We should learn to share the roads

For decades cities have been designed for cars, but in many places that is starting to change. What also need a rethink are our attitudes to sharing the streets

Home life innovation We should learn to share the roads

Ask a London taxi driver what they think of cyclists and chances are their opinion won't be favourable. “They get in the way.” “They make up their own rules.” “They're a nuisance.” Would be some of the more polite replies.

The feelings are, of course, mutual.

In the effort to get from A to B in a city, roads are often seen as a battleground and things can get confrontational very quickly. Particularly with buses, lorries, pedestrians and, these days, the odd shared e-bike or two thrown into the mix as well.

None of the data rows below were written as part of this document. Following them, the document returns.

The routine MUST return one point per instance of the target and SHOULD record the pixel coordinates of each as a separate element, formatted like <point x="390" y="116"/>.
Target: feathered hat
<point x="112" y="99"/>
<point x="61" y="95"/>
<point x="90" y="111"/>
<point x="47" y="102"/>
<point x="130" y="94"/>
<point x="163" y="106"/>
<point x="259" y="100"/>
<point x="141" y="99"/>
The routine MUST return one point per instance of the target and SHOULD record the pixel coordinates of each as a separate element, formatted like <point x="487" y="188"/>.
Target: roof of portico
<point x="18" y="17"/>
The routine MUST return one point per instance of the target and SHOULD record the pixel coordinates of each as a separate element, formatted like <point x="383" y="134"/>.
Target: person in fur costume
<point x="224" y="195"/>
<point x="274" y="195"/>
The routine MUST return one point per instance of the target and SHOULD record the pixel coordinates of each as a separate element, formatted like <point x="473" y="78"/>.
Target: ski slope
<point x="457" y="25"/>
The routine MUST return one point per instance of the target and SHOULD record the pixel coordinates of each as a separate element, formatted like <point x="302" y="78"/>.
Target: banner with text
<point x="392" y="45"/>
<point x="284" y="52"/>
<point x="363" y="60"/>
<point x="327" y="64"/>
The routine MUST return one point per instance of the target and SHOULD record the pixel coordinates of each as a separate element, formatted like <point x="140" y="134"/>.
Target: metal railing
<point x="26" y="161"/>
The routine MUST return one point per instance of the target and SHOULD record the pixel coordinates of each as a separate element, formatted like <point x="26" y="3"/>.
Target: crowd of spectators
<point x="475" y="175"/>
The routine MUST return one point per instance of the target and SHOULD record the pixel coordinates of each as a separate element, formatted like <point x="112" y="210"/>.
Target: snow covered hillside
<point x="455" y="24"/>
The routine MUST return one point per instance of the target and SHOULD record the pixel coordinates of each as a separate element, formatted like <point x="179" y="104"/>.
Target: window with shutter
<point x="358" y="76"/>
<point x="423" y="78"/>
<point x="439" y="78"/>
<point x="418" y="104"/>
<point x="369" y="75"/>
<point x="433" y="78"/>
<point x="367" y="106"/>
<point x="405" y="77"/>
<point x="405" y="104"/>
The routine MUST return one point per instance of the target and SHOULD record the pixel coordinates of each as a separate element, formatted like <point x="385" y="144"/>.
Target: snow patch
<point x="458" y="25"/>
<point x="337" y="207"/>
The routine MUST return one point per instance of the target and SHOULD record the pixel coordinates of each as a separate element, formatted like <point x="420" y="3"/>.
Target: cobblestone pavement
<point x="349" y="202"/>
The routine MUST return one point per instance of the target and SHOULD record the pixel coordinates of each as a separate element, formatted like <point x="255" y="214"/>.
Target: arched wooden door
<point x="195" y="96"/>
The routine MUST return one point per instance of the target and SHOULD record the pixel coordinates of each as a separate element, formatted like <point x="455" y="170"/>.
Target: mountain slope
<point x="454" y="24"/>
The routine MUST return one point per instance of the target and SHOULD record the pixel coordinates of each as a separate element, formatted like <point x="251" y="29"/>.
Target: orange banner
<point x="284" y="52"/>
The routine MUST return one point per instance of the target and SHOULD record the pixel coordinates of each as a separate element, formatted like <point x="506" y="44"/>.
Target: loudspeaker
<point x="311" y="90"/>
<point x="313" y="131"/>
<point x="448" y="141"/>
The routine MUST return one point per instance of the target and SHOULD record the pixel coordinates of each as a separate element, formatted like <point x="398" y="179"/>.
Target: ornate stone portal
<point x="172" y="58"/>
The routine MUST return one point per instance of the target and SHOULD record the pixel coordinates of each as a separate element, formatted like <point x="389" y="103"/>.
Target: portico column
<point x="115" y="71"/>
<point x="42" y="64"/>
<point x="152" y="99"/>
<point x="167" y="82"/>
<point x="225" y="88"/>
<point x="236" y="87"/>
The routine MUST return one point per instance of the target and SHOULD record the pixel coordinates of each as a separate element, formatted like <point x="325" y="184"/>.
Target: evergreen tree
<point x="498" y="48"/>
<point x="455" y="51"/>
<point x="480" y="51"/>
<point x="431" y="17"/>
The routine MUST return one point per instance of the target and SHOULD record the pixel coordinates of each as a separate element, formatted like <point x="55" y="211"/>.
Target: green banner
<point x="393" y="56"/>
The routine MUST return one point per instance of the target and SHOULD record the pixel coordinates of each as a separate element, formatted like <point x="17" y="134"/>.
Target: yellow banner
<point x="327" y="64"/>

What is needed to overcome such aggression over road use in the city is a reboot of our thinking about whose space it is anyway. Urban planning may have gone too far in favour of the car at the expense of other road users, but there is much that can be done to turn that around.

Owning the streets

In most countries that shift went unchallenged. One major exception was the Netherlands. There a social movement developed in the early 1970s to demand safer cycling conditions for children and this, along with the oil crisis of 1973, pushed the Dutch government to move away from car-centric urban planning policies and invest in cycling infrastructure.

In Amsterdam, for example, it's easy to be impressed by the free-flowing movement of cyclists weaving their way around the city with cars dancing (mostly) politely alongside them. The bike is ubiquitous – carrying shopping, children, even furniture. And everyone travels at a steady (rather slow) speed.

Shaping social behaviour

It's a remarkable social shift. More than a quarter of all trips made by people in the Netherlands are by bike, according to the European Cyclists' Federation. Although this figure is clearly boosted by the country's relatively hill-free geography, it compares favourably with figures of 5 per cent in Italy and 2 per cent in the UK, for example.

Over the past decade we've seen a number of major cities – from Barcelona to Bogotá – working to make themselves more bicycle friendly. And it is happening hand-in-hand with efforts to reduce urban speed limits. Central London will be a 20mph zone by May. Nearly all of Brussels will be 30kph by 2021. Cities including Paris, Milan, Dublin, Glasgow and New York are heading the same way.

Some urban planners go further by advancing the concept of “shared space” to include all street users. In such areas – including the first shared-space town of Drachten in northern Holland – traffic and pedestrians coexist without all the traffic lights, road signs, even kerbs, designed to keep them apart. The analogy is that of an ice-rink and the way skaters navigate those who are slower and faster than them in a constant flow of sensible, safety-conscious behaviour.

That means everyone goes slower – including those Lycra-clad cyclists who see roads as a training track.

Meanwhile, any car drivers who may resent their changing status on urban roads would do well to ponder another historical fact. The much-quoted complaint about driving in central London is that the average speed on the roads is 8mph – very similar to that of the horse-and-cart era of more than a century ago. In that sense, what's the rush?